BEIJING — In the summer of 2000, a colleague gave me a sealed folder containing my personal file. He told me that our employer, a state-owned company that traded in automobiles and machine parts, had gone bust and that I should deliver it to the local Human Resource Exchange and Service Center, which is one of many repositories that hold the secret personal files Beijing has kept on hundreds of millions of Chinese since the 1950s.
 
At the time, the files were divided into four categories: those on cadres, students, employees, and military personnel. The system was designed to control citizens by linking them to work units, which were charged with managing the files. For decades, these files played an important role in people’s lives. They were essential for things like changing jobs, gaining promotion, joining the Communist Party, relocating to other cities, and even receiving housing allocations.
 
I was forbidden to open the envelope; if I did, there would be “legal consequences.” Only government officials or authorized personnel (mainly Communist Party members) have the power to examine people’s personal files. But like many secret weapons of the totalitarian state, the effectiveness of the personal file system is diminishing. The files are supposed to be maintained by state-owned enterprises and government agencies, but now not all companies are state-owned. There are thousands of abandoned or outdated files, yet the system continues to function as a means of control. The files are most often filled with lies that can have a profound effect on a person’s future.
 
In 2000, the annual fee to manage my personal file was 120 yuan, or about $15. I did not want to pay, nor did I care about the legal consequences. I opened the envelope as soon as I got home and perused every piece of paper in it.
 
The earliest document, dated May 26, 1989, was my application to join the Communist Youth League. I was then a high school student in a remote mountain town in northeast China. At the time, thousands of university students were gathering on Tiananmen Square in Beijing to protest government corruption and dictatorship — but my application had nothing to do with those protests and it was accepted. Ever since then my file has shadowed me from that remote township to Beijing, and on to Chengdu in the west. It’s hard for me to imagine even today the forces behind my file, about which I knew nothing, traversing the length and breadth of China.
 
I am responsible for some of the lies in my file. I can vaguely recall making up wild untruths, even though several of the forms I filled out over the years included a reminder that they must be completed honestly, “with a faithful and truthful attitude toward the Party.” I claimed that both my mother and sister were Communist Party members. (They were not, but it’s always good to have a few party members in the family.) In one form, I claimed that I had won prizes in writing and speech competitions. I did not win those prizes. No one ever spoke to me about the lies. I suspect no one had ever carefully examined my file.
 
Some lies came courtesy of my teachers and classmates.
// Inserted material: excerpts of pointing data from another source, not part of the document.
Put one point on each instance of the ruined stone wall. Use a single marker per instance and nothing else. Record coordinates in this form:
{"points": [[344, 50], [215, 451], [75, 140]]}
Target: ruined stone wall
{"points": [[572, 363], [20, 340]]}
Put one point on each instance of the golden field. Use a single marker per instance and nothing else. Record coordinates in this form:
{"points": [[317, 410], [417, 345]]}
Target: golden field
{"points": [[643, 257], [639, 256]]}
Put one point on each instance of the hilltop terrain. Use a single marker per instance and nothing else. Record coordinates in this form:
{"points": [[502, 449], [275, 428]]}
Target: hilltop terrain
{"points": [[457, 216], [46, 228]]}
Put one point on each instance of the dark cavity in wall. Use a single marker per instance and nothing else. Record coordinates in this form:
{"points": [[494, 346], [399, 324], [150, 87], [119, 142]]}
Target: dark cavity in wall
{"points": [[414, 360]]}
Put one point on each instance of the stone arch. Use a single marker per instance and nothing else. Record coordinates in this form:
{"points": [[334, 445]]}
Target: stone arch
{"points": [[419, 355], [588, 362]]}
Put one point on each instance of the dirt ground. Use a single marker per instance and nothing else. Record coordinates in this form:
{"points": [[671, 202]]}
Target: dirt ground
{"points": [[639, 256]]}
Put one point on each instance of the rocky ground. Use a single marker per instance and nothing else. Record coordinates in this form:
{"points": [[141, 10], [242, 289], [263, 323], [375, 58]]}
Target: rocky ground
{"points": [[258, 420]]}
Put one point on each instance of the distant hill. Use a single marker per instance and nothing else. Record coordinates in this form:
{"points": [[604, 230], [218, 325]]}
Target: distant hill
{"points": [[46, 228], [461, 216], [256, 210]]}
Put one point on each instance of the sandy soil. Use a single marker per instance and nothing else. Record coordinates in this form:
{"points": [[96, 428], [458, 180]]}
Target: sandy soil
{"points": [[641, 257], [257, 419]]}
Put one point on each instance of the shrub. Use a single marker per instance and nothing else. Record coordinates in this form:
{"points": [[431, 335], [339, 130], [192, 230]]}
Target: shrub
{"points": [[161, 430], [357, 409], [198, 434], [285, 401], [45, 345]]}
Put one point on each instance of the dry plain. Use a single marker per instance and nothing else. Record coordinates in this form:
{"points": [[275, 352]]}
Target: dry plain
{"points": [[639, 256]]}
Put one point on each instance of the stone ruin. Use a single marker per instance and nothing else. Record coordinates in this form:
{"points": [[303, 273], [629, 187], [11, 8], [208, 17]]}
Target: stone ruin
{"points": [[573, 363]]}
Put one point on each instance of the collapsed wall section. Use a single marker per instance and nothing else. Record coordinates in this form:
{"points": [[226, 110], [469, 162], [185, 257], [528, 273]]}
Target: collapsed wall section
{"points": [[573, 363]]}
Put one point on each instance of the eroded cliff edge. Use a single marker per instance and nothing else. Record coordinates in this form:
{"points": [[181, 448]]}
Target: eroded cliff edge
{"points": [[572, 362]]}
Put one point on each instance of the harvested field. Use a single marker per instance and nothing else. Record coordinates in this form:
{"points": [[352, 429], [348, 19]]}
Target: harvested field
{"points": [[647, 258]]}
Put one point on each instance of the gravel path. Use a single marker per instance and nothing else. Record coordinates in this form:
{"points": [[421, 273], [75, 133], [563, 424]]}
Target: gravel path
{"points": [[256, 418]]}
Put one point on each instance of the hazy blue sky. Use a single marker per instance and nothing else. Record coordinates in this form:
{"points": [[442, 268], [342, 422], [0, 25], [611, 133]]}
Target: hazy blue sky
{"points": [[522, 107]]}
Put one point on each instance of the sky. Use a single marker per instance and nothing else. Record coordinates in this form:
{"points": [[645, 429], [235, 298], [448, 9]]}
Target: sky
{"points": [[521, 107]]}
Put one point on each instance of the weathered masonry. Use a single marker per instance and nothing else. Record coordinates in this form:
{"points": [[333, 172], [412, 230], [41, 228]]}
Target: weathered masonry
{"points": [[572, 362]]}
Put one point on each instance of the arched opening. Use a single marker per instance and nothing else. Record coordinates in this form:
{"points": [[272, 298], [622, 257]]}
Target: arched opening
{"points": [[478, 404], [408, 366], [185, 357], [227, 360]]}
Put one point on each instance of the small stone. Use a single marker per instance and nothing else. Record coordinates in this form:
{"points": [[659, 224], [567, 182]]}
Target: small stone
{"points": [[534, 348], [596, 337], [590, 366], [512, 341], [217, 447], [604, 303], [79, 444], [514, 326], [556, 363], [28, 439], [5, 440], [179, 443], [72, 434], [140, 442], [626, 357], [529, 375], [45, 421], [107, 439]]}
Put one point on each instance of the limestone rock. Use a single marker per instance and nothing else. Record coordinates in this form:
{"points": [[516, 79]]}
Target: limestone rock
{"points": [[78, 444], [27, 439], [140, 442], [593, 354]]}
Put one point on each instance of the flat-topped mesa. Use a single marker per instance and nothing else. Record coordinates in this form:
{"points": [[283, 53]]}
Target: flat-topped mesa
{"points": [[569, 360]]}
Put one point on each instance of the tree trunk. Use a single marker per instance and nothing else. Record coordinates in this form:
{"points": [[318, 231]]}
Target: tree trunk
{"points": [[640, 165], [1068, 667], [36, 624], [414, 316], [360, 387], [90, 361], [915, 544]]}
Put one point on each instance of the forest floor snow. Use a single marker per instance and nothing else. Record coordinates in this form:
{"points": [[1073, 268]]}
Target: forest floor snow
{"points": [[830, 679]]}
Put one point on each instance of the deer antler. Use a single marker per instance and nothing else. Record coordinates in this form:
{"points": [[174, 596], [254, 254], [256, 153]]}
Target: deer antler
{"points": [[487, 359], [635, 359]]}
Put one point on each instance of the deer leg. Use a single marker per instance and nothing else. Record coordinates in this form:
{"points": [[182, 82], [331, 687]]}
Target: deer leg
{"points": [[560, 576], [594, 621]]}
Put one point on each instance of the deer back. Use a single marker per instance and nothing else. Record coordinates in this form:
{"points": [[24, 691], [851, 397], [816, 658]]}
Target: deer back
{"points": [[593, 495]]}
Our teachers taught us to love the Communist Party and the government, but they knew that whatever they said about us would follow us for the rest of our lives, so in private they tried to put in a good word for us, even though it meant taking a few risks.
 
In one evaluation, my teachers wrote that I was in charge of organization and publicity for the school’s branch of the Communist Youth League, and that I was an after-hours tutor at a primary school. Not true. I don’t even know if that school existed. The truth is that though I did well in my studies, I often skipped classes and was frequently involved in schoolyard brawls.